Prediction tasks, as other pattern recognition duties, often require a very sharp ability to comprehend data and generalize well into yet unseen information. This sort of shared goal drove the distinct efforts from traditional statistics and machine learning to many common places. Also, statistics, virtue to conceive all sorts of events in a probabilistic way makes it very useful to machine learning, which could be another source of shared ground acrross the different fields, not to mention the interdisciplinary nature of machine learning.

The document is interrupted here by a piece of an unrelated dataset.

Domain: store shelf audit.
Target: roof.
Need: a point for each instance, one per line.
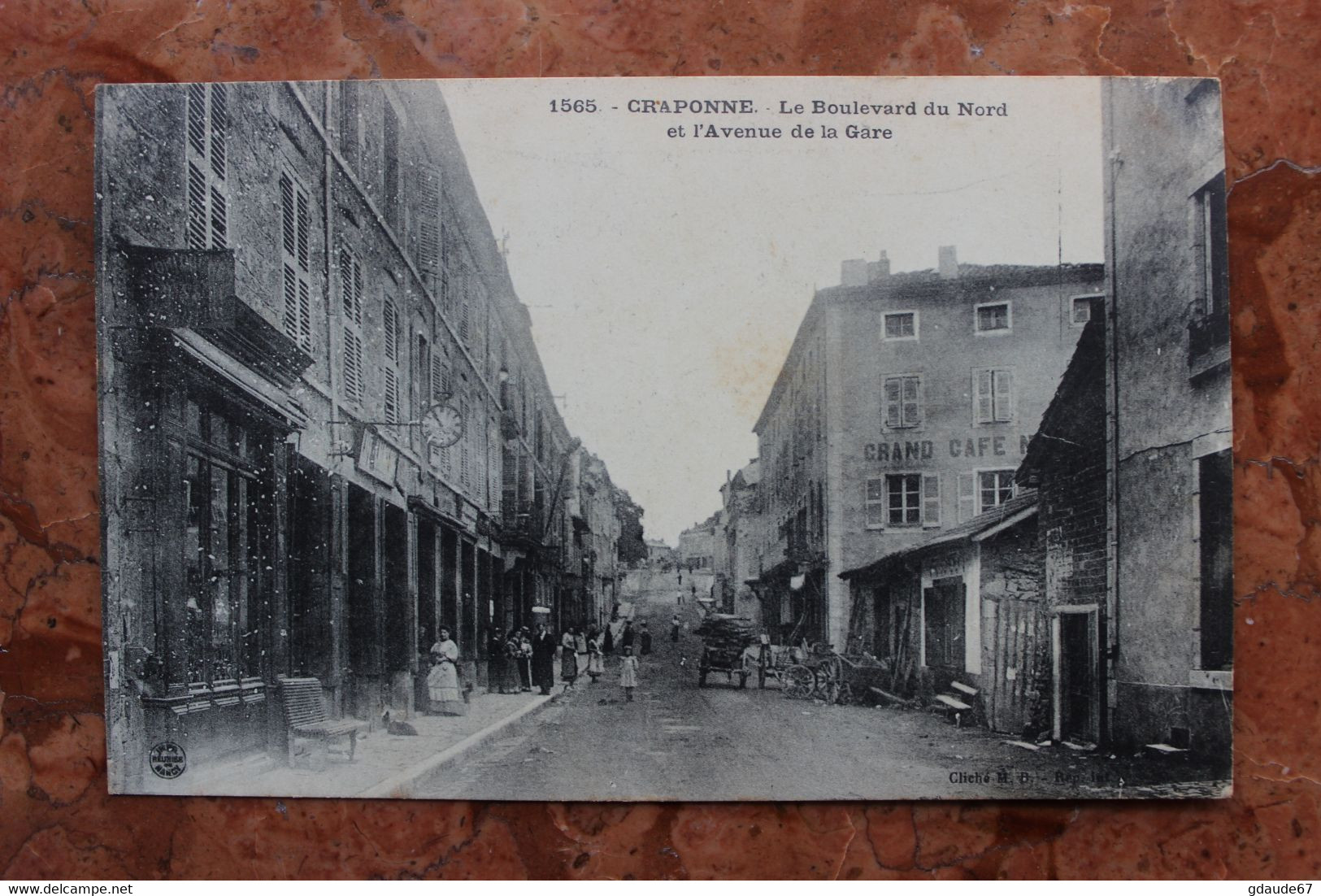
(1018, 507)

No matter the reason for that, machine learning vocabulary can be adapted and understood through statistics. This translation makes it especially easy for lovers of statistics to master machine learning and vice versa. The paper, Neural Networks and Statistical Models, written by Warren S. Sarle and published in 1994, showed how machine learning jargon could be related to statistical jargon. Here are some jargons:
| Statistical jargon | Machine learning correspondent |
| Model estimation | Model training or learning |
| Estimation criteria | Cost function |
| Variables | Features |
| Independent variables | Inputs |
| Predicted values | Outputs |
| Dependent variables | Training or target values |
Now that we acknowledge the existence of a link between statistics and machine learning, the time is coming to take a practical tour through the traditional methods of linear regression given by statistics using our beloved Rābut not before examining the general tasks that machine learning is up to.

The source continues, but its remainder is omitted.